The change applied to Social Security, Supplemental Security Income, Veterans Affairs benefits, and anyone who receives benefits from the Railroad Retirement Board, Office of Personnel Management and Department of Labor (Black Lung).
The Treasury Department will grant exceptions to the rule only in rare circumstances. Automatic waivers are granted to people born on or before May 1, 1921. Check recipients living in remote areas without sufficient banking infrastructure may apply for a waiver. Waivers may also be granted to recipients for whom electronic payments would impose a hardship due to a mental disability. Additional information about waivers can be obtained by calling 800-333-1795.
If a person born before May 1, 1921, has a representative payee, their benefit must be converted to electronic payment by the deadline. The exception granted for those born before May 1, 1921 does not apply to people with a representative payee. For more information about representative payee responsibilities, consult the Federal Benefit Agency.
Impact on Residents
If a resident has previously opted for direct deposit, nothing will change. If a resident previously opted to receive payments via the Direct Express Debit Card or other debit card, nothing will change.
How to Handle Payments Made via Direct Express Debit Cards
HUD has received several inquiries about the Direct Express Debit Card and how it will affect income and asset calculations for HUD subsidized properties.

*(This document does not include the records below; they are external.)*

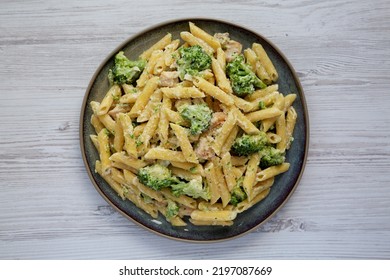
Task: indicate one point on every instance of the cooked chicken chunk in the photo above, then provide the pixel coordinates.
(169, 78)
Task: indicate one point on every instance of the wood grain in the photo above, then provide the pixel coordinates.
(49, 50)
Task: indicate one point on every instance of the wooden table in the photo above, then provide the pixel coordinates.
(49, 51)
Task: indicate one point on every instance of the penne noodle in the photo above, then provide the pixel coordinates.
(272, 171)
(193, 41)
(143, 98)
(166, 40)
(265, 61)
(213, 91)
(104, 151)
(201, 34)
(182, 92)
(186, 147)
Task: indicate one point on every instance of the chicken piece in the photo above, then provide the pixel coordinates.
(169, 78)
(217, 119)
(223, 38)
(119, 108)
(203, 149)
(232, 48)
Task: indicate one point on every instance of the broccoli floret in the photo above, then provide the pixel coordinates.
(156, 176)
(125, 71)
(249, 144)
(192, 61)
(193, 188)
(172, 209)
(271, 156)
(238, 194)
(243, 80)
(199, 115)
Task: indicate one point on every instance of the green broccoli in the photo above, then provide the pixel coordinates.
(249, 144)
(271, 156)
(199, 115)
(172, 209)
(156, 176)
(243, 80)
(238, 194)
(193, 188)
(192, 61)
(125, 71)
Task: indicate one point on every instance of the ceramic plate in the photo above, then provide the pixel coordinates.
(284, 184)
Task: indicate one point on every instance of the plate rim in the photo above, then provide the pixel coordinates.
(154, 27)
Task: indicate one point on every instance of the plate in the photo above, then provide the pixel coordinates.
(284, 185)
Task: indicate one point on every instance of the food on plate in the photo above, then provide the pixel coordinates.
(194, 129)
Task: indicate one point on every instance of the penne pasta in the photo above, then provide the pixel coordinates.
(160, 151)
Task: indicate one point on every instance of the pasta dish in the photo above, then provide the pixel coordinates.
(195, 129)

In order to remain consistent with HUD regulations, benefits received through direct deposit OR the Direct Express Debit Card will continue to be treated as income since the payment is a regular periodic payment. The balance on the Direct Express Debit Card is considered an asset and will be verified in a manner consistent with existing savings account verification requirements. (See RHIIP ListServ 296 issued February 27, 2013).
Note: This is a change from previous instruction specifying that Direct Express Debit Card balances should be treated like a checking account using the average of the verified monthly balance over a six month period to determine the value of the asset.

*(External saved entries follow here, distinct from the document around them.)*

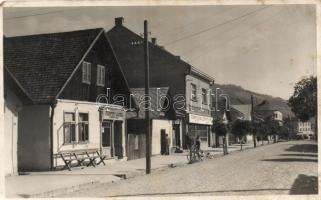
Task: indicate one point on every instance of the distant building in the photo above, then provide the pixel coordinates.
(189, 87)
(305, 128)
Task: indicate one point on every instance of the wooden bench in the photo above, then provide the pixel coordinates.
(81, 156)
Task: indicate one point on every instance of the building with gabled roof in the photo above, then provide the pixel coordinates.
(189, 87)
(70, 79)
(161, 116)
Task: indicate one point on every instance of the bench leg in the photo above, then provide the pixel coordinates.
(91, 162)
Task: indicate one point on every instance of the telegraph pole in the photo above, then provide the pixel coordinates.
(146, 61)
(252, 119)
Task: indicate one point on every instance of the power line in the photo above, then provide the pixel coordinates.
(173, 30)
(39, 14)
(216, 26)
(233, 38)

Specifically, tenants who receive their benefit on a Direct Express Debit Card will need to provide an account balance no more than 120 days old at the time of recertification. (See HUD Handbook 4350.3 Revision 1, Change 3 Appendix 3 and Paragraph 5-17).
A current balance can be obtained from an ATM, through the online account service, or a paper statement. The verification document must identify the account and the account holder.
There are no fees to check the card’s balance at an ATM or online.
Direct Express Debit Cards do not provide interest income. If the total household assets do not exceed $5,000, no income will be derived from this asset.
If household assets exceed $5,000, income from assets is the greater of “actual income from assets” or the current imputed rate of 2%. (See HUD Handbook 4350.3 Revision 1, Change 3, Paragraph 5-7.)
Note: For families receiving only BMIR assistance, it is not necessary to determine whether family assets exceed $5,000. The rule for imputing income from assets does not apply to the BMIR program.